Bayerischer Verfassungsschutzbericht 2015

(http://www.csu.de/)
Meldung
Artikel vom 11.04.2016
Herrmann zu
Verfassungsschutzbericht
Fanatismus und Extremismus
bekämpfen
Bayerns Innenminister Joachim Herrmann hat anlässlich der Vorstellung des
Bayerischen Verfassungsschutzberichts 2015 gewarnt, dass die Gefahr von
islamistischen Terroranschlägen in Deutschland und Europa weiterhin bestehe:
„2015 fielen allein in Europa über 150 Menschen den Attentaten religiöser
Fanatiker zum Opfer, mehr als 130 bei den November-Anschlägen in Paris“, sagte
Herrmann. Der Innenminister machte klar, dass unter den einreisenden
Flüchtlingen auch IS-Kämpfer gezielt eingeschleust werden könnten: „Polizei
und Verfassungsschutzbehörden des Bundes und der Länder gehen
entsprechenden Hinweisen auf Terrorgefahren in jedem Einzelfall unverzüglich
nach“, versicherte Herrmann. Zur noch besseren Bekämpfung und Prävention des
islamistischen Terrors fordert Herrmann einen besseren Informationsaustausch
der europäischen Sicherheitsbehörden. Sein Ziel: „Ein Zugriff, europaweit ein
Treffer!“, so Herrmann.
Herrmann machte deutlich, dass auch die rechtsextremistische und
islamfeindliche Szene weiter intensiv im Visier von Polizei und Verfassungsschutz
bleibe: „Angesichts steigender Agitation im Internet und Übergriffen auf
Flüchtlingsunterkünfte müssen wir alle Hebel in Bewegung setzen, den braunen
Sumpf auszutrocknen“, sagte Herrmann. Drastisch angestiegen sind auch die
linksextremen Gewalttaten. Innerhalb nur eines Jahres hat sich die Zahl der
Vorfälle von 50 in 2014 auf 122 in 2015 mehr als verdoppelt.

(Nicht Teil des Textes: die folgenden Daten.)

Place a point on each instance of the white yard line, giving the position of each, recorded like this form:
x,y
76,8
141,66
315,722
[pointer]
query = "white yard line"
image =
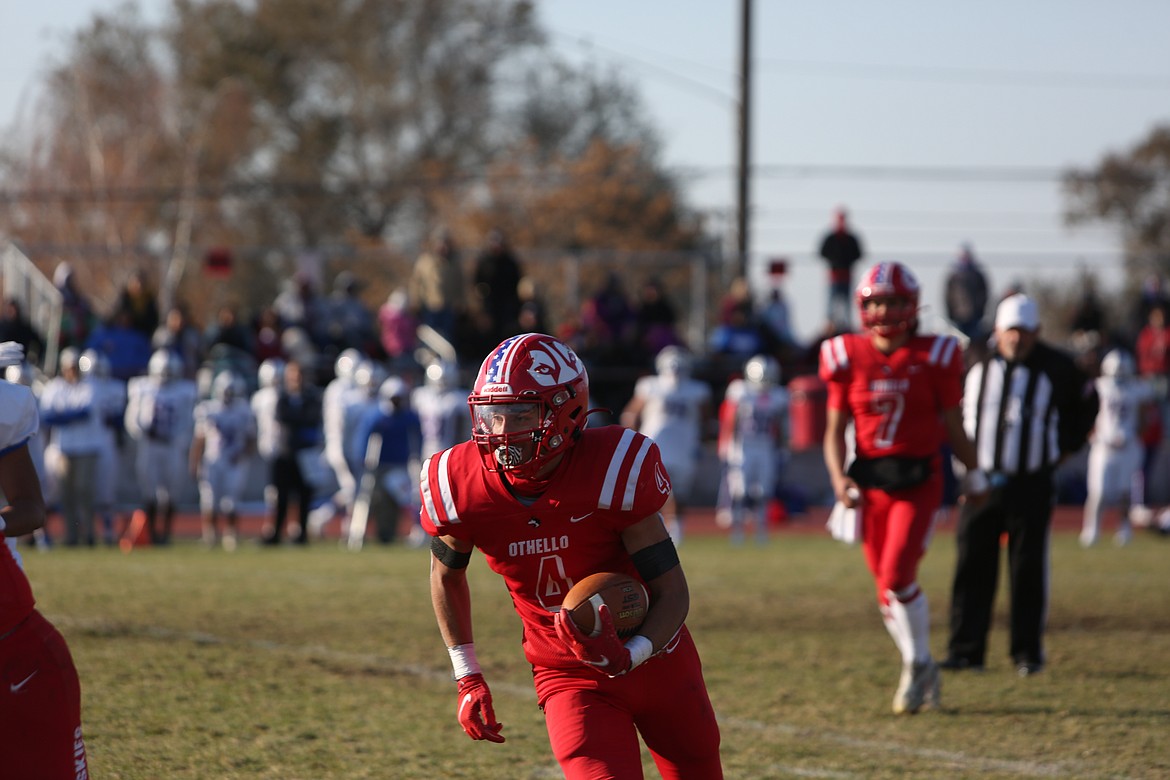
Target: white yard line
x,y
779,731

Herrmann sagte dem Extremismus in jeglicher Form den Kampf an: „Alle
Extremisten haben eins gemeinsam: Sie wollen unsere freiheitliche
demokratische Grundordnung zerstören. Deshalb braucht es einen starken
Staat.“ Herrmann fordert eine erneute Verschärfung des Strafrechts bei
Gewalttaten gegen Polizeibeamte und Rettungskräfte: „Solchen Gewalttaten
muss zwingend eine Freiheitsstrafe folgen“, sagte Herrmann.